- Born: February 18, 1895
- Died: October 8, 1985 (aged 90)
- Occupation: Aviator
- Known for: First woman in Argentina to obtain a pilot's license
- Spouse: Alexander Carlos Pietra

= Amalia Celia Figueredo =

Argentine aviator

Amalia Celia Figueredo (also known as Amalia Celia Figueredo de Pietra), (18 February 1895 – 8 October 1985) was an Argentine aviator. She was the first woman in Argentina, and possibly in Latin America, to obtain a pilot's license.

== Biography ==
Figueredo made her first flight at Villa Lugano aerodrome in Buenos Aires, Argentina, in 1914, with the Frenchman Paul Castaibert. Castaibert was an aircraft builder as well as an aviator, and taught Figueredo to fly in one of his 25-horsepower Castaibert-Anzani monoplanes. However, as the monoplane had only a single cockpit, Figueredo had to be instructed on land. She subsequently moved to Marcel Paillete's flying school in San Fernando, where she flew in 50-horsepower Farman-Gnome biplanes with an instructor in the air with her. Figueredo attempted her pilot license test in September that year, but suffered an accident and re-took the test in October, passing with distinction.

Figueredo became skilled in aerobatics, and performed at the old National Race course, the Sportiva Argentina in Palermo and the airfield at Villa Lugano. In June 1915, she organised a flight from Buenos Aires to her hometown of Rosario, where she carried out several demonstration flights in a Farman aircraft.

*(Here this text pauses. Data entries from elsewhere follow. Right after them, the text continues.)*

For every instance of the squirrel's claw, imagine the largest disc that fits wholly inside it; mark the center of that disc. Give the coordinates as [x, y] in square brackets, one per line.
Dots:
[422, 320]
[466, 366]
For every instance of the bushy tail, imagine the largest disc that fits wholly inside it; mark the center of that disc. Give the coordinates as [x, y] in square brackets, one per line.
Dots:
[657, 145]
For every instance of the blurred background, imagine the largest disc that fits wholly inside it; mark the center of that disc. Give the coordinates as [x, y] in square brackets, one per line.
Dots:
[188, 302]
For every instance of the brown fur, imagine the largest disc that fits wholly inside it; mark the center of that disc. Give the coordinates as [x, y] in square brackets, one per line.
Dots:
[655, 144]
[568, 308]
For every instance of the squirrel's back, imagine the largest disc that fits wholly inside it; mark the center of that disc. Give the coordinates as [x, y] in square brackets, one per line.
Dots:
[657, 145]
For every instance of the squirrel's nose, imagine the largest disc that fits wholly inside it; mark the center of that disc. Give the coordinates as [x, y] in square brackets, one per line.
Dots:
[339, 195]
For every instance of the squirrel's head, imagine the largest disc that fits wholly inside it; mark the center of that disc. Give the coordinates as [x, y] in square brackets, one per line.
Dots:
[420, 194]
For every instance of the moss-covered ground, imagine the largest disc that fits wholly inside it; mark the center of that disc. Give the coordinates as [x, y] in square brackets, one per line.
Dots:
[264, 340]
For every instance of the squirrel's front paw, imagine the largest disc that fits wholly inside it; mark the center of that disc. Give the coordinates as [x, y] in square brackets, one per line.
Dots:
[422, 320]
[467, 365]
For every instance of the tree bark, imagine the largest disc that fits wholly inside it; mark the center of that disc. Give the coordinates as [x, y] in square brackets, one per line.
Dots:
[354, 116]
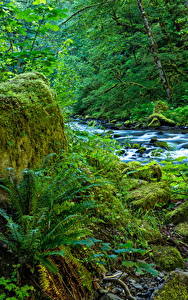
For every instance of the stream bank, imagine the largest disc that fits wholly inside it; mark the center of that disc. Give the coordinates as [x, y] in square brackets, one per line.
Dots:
[143, 145]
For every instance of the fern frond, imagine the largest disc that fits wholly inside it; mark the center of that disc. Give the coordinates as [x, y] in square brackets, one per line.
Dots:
[47, 263]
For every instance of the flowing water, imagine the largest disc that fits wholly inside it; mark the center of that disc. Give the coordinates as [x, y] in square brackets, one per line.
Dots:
[176, 139]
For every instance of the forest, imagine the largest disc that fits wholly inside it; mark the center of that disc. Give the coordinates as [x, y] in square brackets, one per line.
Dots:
[93, 150]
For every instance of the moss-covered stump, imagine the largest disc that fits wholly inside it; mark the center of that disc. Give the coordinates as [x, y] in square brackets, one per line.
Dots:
[149, 172]
[31, 125]
[167, 258]
[179, 214]
[175, 288]
[148, 196]
[157, 119]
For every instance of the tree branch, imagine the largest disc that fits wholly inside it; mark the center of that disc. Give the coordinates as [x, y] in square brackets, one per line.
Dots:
[81, 10]
[77, 13]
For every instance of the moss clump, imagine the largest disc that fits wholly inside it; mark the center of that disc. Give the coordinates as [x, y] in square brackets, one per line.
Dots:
[161, 144]
[31, 125]
[141, 150]
[148, 196]
[136, 146]
[180, 214]
[149, 172]
[157, 119]
[182, 229]
[160, 107]
[148, 232]
[175, 288]
[167, 258]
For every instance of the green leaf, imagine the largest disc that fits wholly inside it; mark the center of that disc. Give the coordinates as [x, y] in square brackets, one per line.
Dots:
[60, 252]
[37, 2]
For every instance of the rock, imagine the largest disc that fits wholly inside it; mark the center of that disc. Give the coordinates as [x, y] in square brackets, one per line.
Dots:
[155, 142]
[154, 122]
[149, 195]
[148, 232]
[110, 296]
[135, 146]
[183, 146]
[175, 287]
[179, 214]
[149, 172]
[157, 120]
[160, 107]
[167, 258]
[182, 229]
[120, 152]
[141, 150]
[31, 124]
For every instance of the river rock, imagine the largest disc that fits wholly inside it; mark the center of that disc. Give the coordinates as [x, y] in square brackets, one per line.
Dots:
[149, 195]
[157, 120]
[175, 287]
[110, 296]
[167, 258]
[149, 172]
[179, 214]
[31, 124]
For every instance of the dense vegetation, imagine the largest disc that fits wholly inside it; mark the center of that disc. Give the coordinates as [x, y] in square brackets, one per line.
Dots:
[76, 211]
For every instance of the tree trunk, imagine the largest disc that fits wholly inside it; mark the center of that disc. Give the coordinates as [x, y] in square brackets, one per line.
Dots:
[154, 50]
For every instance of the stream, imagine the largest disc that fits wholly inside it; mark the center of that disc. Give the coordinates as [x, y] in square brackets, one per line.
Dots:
[177, 141]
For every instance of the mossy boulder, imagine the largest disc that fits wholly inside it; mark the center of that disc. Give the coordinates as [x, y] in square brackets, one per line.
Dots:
[141, 150]
[148, 232]
[31, 124]
[179, 214]
[149, 172]
[158, 119]
[167, 258]
[175, 287]
[182, 229]
[160, 107]
[161, 144]
[149, 195]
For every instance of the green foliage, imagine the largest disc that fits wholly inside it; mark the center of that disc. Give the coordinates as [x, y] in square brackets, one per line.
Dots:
[175, 173]
[10, 290]
[179, 115]
[46, 217]
[118, 78]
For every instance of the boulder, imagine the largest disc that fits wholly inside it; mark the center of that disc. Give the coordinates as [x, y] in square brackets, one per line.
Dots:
[167, 258]
[158, 119]
[182, 229]
[31, 124]
[149, 172]
[175, 287]
[149, 195]
[179, 214]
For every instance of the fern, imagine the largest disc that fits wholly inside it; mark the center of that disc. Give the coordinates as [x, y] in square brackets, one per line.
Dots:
[46, 219]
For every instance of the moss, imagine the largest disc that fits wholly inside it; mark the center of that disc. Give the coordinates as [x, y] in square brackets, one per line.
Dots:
[175, 288]
[136, 146]
[141, 150]
[167, 258]
[149, 172]
[182, 229]
[160, 107]
[180, 214]
[154, 122]
[149, 233]
[150, 195]
[157, 119]
[31, 125]
[162, 144]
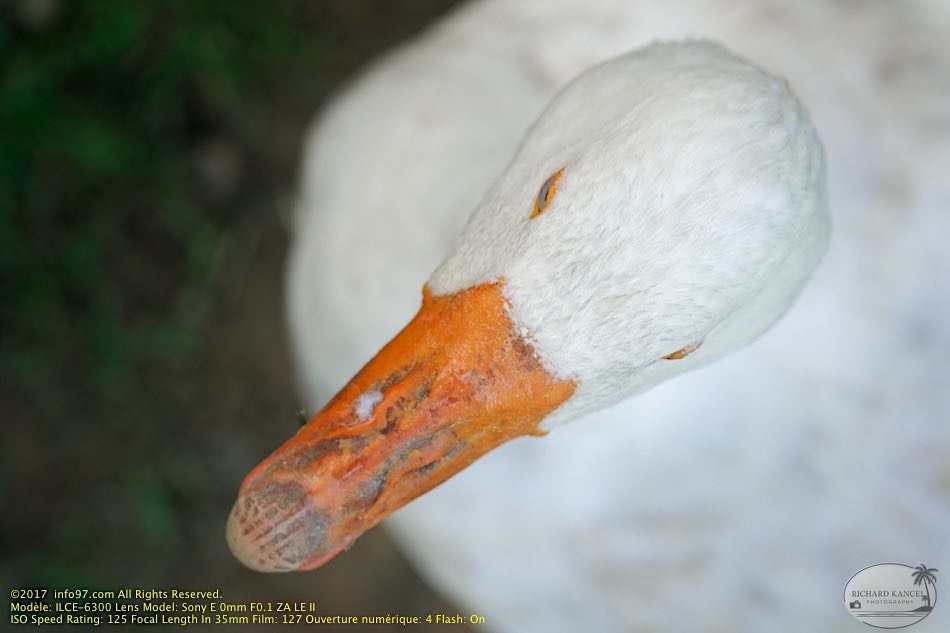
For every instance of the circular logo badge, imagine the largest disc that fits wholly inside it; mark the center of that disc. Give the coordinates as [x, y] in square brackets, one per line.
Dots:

Figueredo retired from aviation soon after, when she married Alexander Carlos Pietra.

== Recognition ==
On October 1, 1964, the fiftieth anniversary of her obtaining her license, the Ministry of Aeronautics awarded Figueredo the honorary designation of Military pilot. In September 1968 her achievements were recognised by Uruguay, and in November 1968 Brazil decorated her with the rank of Grand Officer of the Order of Merit. On January 21, 1970, she was given the title of Precursora de la Aeronáutica Argentina. In September 1971 she was recognised as a pioneer aviator by France.